The tale of the beautiful waif abused by stepmother and stepsisters might seem typical of our English fairytale heritage, but, in fact, it dates back more than a thousand years and had roots in China, Egypt and Renaissance Italy prior to it's adaptation for the early 19th century stage. Taking this history as a license to make a few creative adjustments to the narrative, director Dan Jemmet has set this production in a dilapidated fairground where Cinders is the 'guttersnipe' forced to clean the helter skelter with a toothbrush and paint the roller coaster with her stepmother's blusher brush. Her father, Bullet, was literally precipitated into the great beyond when his circus act backfired (no pun intended). He was shot from a canon into outer space and is presently in orbit around the moon.

This naughty, vibrant and heart-warming production could be subtitled, a new way to play old clichés, and, after all, that's exactly what we love most about Christmas shows: parodying the genre, finding witty and inventive ways to laugh in recognition at the clichés. It does have a few weak moments in the first half that slow down the pace, but when it picks up it is full of fun, robust performances and throaty songs. The massive helter skelter towering into the flies makes for some interesting entrances.

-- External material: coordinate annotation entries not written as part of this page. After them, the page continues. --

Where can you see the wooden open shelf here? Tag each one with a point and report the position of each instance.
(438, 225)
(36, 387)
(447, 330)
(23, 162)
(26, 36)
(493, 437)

Jemmett and the cast who devised the staging have used this innovative setting for a fresh new range of gags and even a contemporary political allusion. The fairground has a new owner. Prince Pedro de Gonzago II, grandson to the 'prince' of circus acrobats, has inherited the fairground he has never seen and intends to demolish it to make way for a multilevel car park. So, Cinders is a modern day heroine. Yes, Cinderella you shall go to the ball, with the magical help of an aging hippy, mechanical fortune-teller, Madame Zarastro. You will also lose your slipper in flight. The prince will fall in love with you, but you will also have to save the fairground and the prince himself from the evils of modern property development. And, the naïve prince is a more interesting than the traditional romantic goody-goody in tights; in the final scene some of the audience accorded him the round of playful boos that are traditionally reserved for the villain.

There is an apt, but unobtrusive moral here, though there usually is in Lyric Christmas shows. The fairground must survive, because it stands for life it all its joy. It is the home of social underdogs threatened by the ills of the modern urban environment.

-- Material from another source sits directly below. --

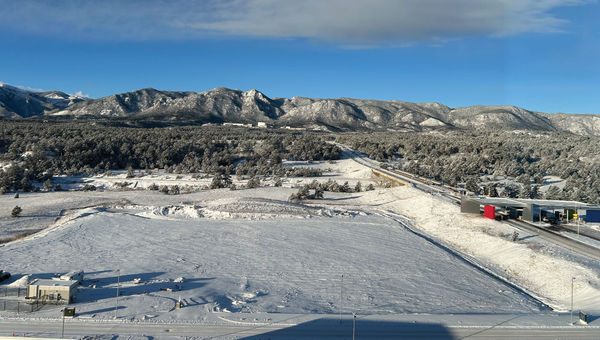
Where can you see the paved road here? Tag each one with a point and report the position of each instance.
(563, 241)
(328, 328)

This is an accomplished cast. Di Sherlock as the Russian stepmother Ludmila Bulochka blends Ruby Wax with Edith Piaf, but has a redeeming chink in her armour. She genuinely misses her Bullet, still circling the moon. Geoffrey Carey as Madame Zarastro is a wacky fairy godmother. Javier Marzan brings all of his superb and consummately physical comedy (he is half of the comedy duo Peepolykus) to bear as a delightful prince, full of dreams and innocence in a pin-stripe suit and Buddy Holly glasses. Wouldn't any woman yearn to save his handsome soul? But the true stars of the show are the ugly sisters. Antonio Gil Martinez and John Ramm have blown new life into the traditional pantomine dame routine with their circus antics, sibling tussles and pratfalls galore. You have to wait until after the interval for the frocks, but what frocks!

A very enjoyable Christmas show easily eliciting laughter but replete with the warmth and tenderness appropriate to the season of goodwill.